Beyond the Buzz: Implementing Advanced Analytics in Asset Management

A New Approach to Predictive, Risk Based Infrastructure Planning

Executive Summary

Advanced analytics holds transformative potential in asset management—yet many organisations remain stuck in the pilot stage. Despite investments in dashboards and data lakes, few asset-heavy industries have converted data into systemic operational and financial gains. This whitepaper outlines Pulse Infra’s practical delivery methodology for overcoming implementation hurdles and scaling analytics with purpose. It features real-world cases, a maturity curve model, and actionable steps to transition from experimentation to enterprise-scale value creation.

The Analytics Maturity Gap

In today’s digital-first environment, analytics maturity is the differentiator between reactive maintenance and strategic asset stewardship. Many organisations recognise the promise of AI, ML, and predictive tools—but struggle to scale beyond isolated use cases. Common issues include unclear ROI, siloed analytics teams, and lack of alignment between asset managers and data engineers. Pulse Infra specialises in bridging this divide, ensuring data insights flow directly into value-creating operational workflows.

Figure 1: Pulse Infra clients show significantly higher maturity across key analytics adoption stages compared to industry averages.

1. Why Most Analytics Projects Don’t Scale

Based on Pulse Infra’s field experience, the key barriers include:
– Misaligned business and data priorities
– Underinvestment in data governance and quality
– Over-engineered models that fail operational relevance
– Lack of embedded change management or skills uplift
These challenges lead to stalled adoption, scepticism among operations staff, and missed ROI targets.

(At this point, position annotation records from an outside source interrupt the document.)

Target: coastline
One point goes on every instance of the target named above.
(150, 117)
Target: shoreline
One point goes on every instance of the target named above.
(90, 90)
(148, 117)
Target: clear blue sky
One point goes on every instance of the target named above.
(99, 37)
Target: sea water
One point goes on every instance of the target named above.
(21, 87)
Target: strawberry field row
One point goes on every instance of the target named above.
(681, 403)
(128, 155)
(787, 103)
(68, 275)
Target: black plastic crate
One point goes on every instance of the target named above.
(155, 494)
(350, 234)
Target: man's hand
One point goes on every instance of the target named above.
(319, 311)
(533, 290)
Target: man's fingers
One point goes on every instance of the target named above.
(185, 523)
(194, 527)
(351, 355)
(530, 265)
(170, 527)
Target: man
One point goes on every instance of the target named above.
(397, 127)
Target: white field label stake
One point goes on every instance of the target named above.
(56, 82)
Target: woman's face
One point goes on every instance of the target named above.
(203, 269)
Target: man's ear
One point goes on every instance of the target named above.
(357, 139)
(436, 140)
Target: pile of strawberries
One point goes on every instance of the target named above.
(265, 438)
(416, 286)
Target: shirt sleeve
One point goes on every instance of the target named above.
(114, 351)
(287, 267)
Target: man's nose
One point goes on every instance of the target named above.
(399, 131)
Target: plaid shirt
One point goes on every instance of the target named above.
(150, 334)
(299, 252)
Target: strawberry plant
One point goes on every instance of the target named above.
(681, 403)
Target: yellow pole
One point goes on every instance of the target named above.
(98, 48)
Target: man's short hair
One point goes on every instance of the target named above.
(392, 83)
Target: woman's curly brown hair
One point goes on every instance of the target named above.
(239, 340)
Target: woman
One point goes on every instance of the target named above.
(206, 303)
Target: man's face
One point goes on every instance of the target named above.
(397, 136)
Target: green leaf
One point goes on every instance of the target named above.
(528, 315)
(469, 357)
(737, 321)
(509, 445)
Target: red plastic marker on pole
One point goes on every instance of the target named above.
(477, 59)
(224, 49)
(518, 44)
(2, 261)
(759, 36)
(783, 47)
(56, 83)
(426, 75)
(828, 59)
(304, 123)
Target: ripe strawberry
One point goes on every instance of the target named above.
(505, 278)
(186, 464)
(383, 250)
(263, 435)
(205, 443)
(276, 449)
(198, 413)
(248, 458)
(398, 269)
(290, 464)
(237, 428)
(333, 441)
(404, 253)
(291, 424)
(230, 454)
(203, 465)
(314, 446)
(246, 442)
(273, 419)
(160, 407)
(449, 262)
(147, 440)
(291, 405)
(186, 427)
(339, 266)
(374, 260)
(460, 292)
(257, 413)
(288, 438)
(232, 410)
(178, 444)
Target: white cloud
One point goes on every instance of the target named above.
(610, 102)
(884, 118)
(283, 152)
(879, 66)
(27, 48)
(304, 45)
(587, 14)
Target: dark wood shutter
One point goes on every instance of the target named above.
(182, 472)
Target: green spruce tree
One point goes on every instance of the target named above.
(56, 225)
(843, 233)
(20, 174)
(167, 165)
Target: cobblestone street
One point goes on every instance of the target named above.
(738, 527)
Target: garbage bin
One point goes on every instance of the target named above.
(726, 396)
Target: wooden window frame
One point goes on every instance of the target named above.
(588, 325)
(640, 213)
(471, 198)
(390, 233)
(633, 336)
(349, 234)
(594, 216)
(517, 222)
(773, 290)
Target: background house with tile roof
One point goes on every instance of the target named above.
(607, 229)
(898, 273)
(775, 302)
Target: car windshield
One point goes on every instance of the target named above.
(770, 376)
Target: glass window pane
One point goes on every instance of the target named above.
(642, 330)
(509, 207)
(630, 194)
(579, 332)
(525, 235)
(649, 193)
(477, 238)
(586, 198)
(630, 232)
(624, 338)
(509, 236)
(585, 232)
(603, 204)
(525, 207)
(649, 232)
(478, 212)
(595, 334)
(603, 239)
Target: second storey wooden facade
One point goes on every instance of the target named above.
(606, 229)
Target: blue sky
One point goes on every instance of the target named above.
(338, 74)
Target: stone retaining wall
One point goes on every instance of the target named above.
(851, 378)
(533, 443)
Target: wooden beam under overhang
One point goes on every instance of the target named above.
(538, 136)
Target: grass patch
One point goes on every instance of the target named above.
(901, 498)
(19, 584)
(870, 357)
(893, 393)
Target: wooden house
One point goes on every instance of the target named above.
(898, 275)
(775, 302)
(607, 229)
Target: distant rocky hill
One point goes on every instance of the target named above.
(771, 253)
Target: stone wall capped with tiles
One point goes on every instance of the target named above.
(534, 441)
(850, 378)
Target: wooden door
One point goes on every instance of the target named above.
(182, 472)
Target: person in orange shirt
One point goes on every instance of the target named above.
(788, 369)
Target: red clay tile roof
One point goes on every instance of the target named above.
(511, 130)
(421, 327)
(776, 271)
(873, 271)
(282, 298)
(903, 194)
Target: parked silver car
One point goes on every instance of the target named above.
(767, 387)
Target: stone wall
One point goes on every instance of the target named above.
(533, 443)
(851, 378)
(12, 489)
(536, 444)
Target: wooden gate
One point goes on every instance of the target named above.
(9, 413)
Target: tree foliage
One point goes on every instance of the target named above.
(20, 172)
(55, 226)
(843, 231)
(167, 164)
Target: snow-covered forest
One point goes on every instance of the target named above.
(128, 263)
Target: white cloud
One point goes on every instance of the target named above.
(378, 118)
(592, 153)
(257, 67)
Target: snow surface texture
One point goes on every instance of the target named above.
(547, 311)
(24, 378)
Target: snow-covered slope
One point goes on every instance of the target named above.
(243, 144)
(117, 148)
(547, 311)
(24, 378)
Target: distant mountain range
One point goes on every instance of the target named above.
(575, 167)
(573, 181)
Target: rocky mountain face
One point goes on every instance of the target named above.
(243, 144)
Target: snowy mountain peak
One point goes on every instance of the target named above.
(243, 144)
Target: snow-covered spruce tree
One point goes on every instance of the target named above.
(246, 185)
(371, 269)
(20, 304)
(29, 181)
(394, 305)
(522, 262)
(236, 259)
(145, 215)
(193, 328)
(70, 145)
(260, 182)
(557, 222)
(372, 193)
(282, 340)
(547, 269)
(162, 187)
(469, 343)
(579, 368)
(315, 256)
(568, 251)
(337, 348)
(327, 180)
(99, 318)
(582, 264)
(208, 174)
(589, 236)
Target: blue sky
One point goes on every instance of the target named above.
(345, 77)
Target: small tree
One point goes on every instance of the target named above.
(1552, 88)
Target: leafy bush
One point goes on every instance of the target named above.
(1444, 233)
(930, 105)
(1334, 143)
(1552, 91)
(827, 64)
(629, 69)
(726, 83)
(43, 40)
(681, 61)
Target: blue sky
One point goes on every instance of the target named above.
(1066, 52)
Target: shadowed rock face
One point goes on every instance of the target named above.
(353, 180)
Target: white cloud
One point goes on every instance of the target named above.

2. Pulse Infra’s Five-Step Delivery Framework

Pulse Infra moves beyond the theoretical to deliver operational impact through the following five steps:
1. Align on business value drivers and define the right use cases (e.g., failure prediction, lifecycle cost optimisation)
2. Engineer trustworthy data pipelines by unifying condition, event, work order, and asset master data
3. Build and validate algorithms in collaboration with operational experts, not just data scientists
4. Integrate model outputs into workflows—planning, scheduling, reporting—using existing EAM tools
5. Embed analytics literacy and change adoption across maintenance and asset strategy teams

3. Case Snapshots: Analytics in Action

– A Gulf-based transport regulator engaged Pulse to implement predictive maintenance across tunnel and metro systems. This reduced unexpected breakdowns by 27% within a year and enabled real-time reallocation of maintenance budgets.
– In Southeast Asia, a utility client integrated Pulse’s failure probability model into their asset risk register, enhancing CAPEX investment accuracy and reducing risk exposure on ageing assets by 33%.
– A European airport operator used Pulse’s analytics engine to track asset degradation trends, resulting in 15% OPEX savings through dynamic work planning and spares inventory optimisation.

4. Building Scalable and Sustainable Analytics Capability

Sustainable analytics success depends on:
– Executive sponsorship with aligned KPIs
– Governance models for continuous model improvement
– Cross-functional working teams with ownership from both analytics and operations
– A clear roadmap for scaling from use case pilots to enterprise integration

Global Perspectives on Analytics in Asset Management

“Analytics succeeds when the problem is owned by operations and enabled by data—not the other way around.”
– Dr. Markus Stierli, Head of Digital Transformation, Global Utilities Alliance

“Predictive analytics is no longer a technology choice—it’s a strategic imperative for resilient, efficient infrastructure.”
– Rania Al-Farsi, Chief Asset Officer, National Infrastructure Holdings

Conclusion: From Concept to Continuous Value

For asset-intensive organisations, analytics must move beyond dashboards and buzzwords. The Pulse Infra methodology ensures advanced analytics is embedded, operational, and measurable. From identifying value to sustaining impact, Pulse helps clients institutionalise analytics for long-term advantage.